The other noticeable thing about the show is the way it highlights how starkly the conversation around consent has moved on. The case prosecuted by the character played by Dockery – “Dockers” to Miller, who had few scenes with her, but is wildly admiring: “She’s genuinely a great person” – hinges on whether a woman who has said “yes” can, a moment later, say “no”. Even 10 years ago, this would have been a fantastical proposition on which to hang a fictional court case, and 20 years ago, when Miller was in her 20s, it wouldn’t have been a discussion at all. “God, no,” she says. “We grew up in such a different world.”
Miller’s own character, Sophie, says at one point, “It was just easier to acquiesce,” to which Miller adds, “as a teenager, fuck, there’s no way that you could [say no], really. I mean, God forbid you offend a man’s ego by rejecting him. Versus the generation 10 years below us. ‘No!’ They’re happy to say it.
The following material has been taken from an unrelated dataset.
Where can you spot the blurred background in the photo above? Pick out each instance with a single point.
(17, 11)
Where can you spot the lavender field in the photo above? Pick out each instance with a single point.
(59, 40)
It’s very different.”
A language has evolved to enable this change, and Miller hoots with laughter when I ask if she used the word “boundaries” when she was younger. “If someone had ever said to me you need a boundary, I’d have said ‘What is a boundary?’” The same goes for gaslighting, she says. “Or ‘love-bombing’ or ‘narcissistic tendencies’. I realise I’ve been gaslit and love-bombed several times.”